For all the excitement that a prospective holiday generates in
people, there is a moment that just about all travellers dread. Sure,
some are nervous about the flight, others about the array of flying,
biting, stinging creatures that might feast on them. But all will have
to share with a uniformed official the stomach churning moment of shame
that is the passport photo.
It gets worse. With the increase in photo IDs (train pass, driver's
licence, staff security card) those cringeworthy moments multiply, with
photographic evidence of your squinting, colourless visage increasingly
intruding on your everyday life.
However, Paspic.com hopes to offer a solution. If you can secure one
picture that you are happy with, in which you look young/slim/generously
coiffed enough to be flashed to all and sundry, then Paspic.com will
make you as many copies as you want. Forget those botox injections, this
method of remaining 21 forever is much cheaper.

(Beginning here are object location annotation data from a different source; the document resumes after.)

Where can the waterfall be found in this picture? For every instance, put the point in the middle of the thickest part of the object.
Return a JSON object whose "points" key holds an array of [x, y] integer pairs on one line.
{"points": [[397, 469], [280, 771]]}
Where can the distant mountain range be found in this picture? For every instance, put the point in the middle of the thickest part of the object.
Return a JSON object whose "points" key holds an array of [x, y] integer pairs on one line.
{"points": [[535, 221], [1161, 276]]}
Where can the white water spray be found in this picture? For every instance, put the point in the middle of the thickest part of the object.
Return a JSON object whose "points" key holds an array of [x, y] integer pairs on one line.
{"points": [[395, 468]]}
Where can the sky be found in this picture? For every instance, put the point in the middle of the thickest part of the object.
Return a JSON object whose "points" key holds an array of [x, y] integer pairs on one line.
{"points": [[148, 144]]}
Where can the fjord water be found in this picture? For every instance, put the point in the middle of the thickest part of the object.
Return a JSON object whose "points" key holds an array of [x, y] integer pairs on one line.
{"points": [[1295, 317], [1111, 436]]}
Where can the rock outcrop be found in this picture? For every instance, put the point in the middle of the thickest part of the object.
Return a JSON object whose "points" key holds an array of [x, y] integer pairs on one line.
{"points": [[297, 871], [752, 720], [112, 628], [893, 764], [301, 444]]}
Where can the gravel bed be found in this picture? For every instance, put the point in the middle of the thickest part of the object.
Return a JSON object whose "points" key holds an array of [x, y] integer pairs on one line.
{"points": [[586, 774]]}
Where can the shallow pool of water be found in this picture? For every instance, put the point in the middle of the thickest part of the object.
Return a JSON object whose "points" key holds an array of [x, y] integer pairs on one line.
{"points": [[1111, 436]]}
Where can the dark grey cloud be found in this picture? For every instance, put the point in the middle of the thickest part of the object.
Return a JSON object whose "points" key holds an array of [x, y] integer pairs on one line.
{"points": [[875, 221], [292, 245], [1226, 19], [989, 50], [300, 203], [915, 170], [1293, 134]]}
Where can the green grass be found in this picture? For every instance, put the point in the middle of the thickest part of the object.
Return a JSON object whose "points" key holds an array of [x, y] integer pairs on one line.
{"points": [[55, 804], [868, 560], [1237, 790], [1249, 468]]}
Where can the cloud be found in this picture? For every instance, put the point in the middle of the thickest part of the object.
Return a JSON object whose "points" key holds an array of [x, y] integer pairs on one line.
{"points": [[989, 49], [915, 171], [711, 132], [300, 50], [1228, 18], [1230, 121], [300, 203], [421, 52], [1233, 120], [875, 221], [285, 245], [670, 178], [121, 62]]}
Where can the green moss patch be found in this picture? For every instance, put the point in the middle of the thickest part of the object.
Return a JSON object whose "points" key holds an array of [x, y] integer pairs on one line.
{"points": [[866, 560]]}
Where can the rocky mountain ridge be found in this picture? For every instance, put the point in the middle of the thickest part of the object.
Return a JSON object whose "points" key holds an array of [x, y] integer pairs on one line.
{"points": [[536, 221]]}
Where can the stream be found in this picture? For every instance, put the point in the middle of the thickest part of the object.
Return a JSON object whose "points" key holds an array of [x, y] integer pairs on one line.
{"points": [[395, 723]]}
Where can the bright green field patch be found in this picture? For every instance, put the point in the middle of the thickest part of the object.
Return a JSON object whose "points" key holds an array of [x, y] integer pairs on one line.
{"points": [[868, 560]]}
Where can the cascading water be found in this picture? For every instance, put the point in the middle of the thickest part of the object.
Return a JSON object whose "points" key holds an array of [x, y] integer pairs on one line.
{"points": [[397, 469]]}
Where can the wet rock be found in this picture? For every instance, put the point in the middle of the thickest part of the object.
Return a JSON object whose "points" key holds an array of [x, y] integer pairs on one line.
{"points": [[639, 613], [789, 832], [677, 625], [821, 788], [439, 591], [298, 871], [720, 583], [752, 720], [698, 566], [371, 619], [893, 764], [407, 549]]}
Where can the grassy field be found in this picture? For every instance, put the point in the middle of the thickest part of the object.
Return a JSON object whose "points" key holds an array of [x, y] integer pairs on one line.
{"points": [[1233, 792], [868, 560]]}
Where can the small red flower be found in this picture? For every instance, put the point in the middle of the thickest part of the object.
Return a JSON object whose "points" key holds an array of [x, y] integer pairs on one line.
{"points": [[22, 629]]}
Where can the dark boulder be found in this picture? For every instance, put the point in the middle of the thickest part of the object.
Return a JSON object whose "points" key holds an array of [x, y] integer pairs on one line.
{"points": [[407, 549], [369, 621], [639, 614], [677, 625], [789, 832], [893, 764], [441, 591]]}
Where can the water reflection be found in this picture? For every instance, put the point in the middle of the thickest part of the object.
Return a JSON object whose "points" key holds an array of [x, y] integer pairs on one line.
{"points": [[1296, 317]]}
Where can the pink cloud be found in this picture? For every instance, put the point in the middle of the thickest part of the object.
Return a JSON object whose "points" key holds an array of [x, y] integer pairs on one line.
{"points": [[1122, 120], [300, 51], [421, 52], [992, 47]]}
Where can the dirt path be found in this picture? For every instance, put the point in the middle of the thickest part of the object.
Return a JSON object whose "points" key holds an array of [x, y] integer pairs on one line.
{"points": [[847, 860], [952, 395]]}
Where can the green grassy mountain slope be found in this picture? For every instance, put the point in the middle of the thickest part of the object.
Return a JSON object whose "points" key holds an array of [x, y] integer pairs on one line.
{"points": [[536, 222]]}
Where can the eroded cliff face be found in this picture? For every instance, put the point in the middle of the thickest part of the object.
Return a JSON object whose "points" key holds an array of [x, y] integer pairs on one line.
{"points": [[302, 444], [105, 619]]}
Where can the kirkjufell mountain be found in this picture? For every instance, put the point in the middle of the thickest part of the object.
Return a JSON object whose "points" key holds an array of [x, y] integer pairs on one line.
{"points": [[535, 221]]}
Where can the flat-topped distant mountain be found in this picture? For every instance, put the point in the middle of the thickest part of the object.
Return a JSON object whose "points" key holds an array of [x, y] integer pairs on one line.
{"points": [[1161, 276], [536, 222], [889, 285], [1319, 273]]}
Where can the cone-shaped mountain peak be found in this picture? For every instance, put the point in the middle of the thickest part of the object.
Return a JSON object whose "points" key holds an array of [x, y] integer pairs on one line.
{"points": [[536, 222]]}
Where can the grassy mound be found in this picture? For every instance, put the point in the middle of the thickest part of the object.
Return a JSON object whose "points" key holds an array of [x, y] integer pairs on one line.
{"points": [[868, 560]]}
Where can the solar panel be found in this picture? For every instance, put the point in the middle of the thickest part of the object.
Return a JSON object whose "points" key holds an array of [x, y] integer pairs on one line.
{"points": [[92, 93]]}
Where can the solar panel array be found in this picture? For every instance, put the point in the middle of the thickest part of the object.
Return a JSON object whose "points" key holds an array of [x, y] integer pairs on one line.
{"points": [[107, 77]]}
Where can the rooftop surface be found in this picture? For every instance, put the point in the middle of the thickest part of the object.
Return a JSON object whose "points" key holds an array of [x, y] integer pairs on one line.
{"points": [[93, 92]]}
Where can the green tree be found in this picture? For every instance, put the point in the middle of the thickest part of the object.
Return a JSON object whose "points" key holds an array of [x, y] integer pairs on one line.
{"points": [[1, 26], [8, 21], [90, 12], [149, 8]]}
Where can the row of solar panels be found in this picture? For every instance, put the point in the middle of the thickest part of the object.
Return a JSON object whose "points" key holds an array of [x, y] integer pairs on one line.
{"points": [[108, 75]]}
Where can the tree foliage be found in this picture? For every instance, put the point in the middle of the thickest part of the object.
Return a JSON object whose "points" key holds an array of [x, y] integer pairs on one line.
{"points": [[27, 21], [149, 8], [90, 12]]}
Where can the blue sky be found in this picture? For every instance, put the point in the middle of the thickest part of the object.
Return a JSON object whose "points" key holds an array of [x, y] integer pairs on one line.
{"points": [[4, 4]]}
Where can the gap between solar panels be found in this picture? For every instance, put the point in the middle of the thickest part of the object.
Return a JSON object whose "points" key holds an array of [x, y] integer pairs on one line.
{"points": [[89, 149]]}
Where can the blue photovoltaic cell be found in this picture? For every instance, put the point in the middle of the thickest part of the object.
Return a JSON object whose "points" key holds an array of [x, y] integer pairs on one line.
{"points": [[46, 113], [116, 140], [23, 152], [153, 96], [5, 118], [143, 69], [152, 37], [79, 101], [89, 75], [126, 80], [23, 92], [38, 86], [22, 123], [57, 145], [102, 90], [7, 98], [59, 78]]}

Paspic.com enables users to register and send in their ID pictures or
upload them digitally for free, so that they can buy as many copies as
they need. It charges 75p for six passport-sized pictures, with a fixed
£1.20 delivery charge. The more ID piccies you order, the more it
saves you, and they are posted to you first class within two working
days.
Yehuda Hecht, who runs the company, is taking all this very seriously,
with trademarks and patent pending, and claims that his company's
process could make the high street photo booth obsolete. As a previous
backer of the business was Photo-Me, and considering that the photos
need to be taken in the first place, it seems a grand statement to make,
but Hecht is clearly ambitious.
"Every year around two-and-a-half million ID photos are taken in the
world, and most of those in front of the camera are unhappy with them,"
he jokes. "Our service is unique because we print the invoice, the
address and the photos all on the same sheet, which saves a lot of
money, and it all fits through the letterbox."
The company's marketing will be based online, and is being handled by
web site promotion firm Scotti.co.uk. However, professional
photographers need not lock up their dark rooms just yet. They can
upload photos to the site for customers and split the cash with
Paspic.com. Users will be charged £4, with £3.25 in
royalties going to the photographer.
"There is going to be a fair amount of hard copies sent because people
have photos they like and want to reproduce," says Hecht. "But in the
long term, more and more people will have digital cameras."
Paspic.com is now on the hunt for partners, and has initiated an
affiliate programme offering a 10 per cent commission, which currently
includes ClubSMS.co.uk. With such sites targeting a younger audience,
Hecht sees Paspic.com as a real benefit to students, who will need their
faces immortalised for NUS cards, young person railcards and library
IDs.
"If two students group together it would save them money," he
explains.
"But it's not only for students. At the end of the day, such a photo is
a commodity. Everyone needs a passport."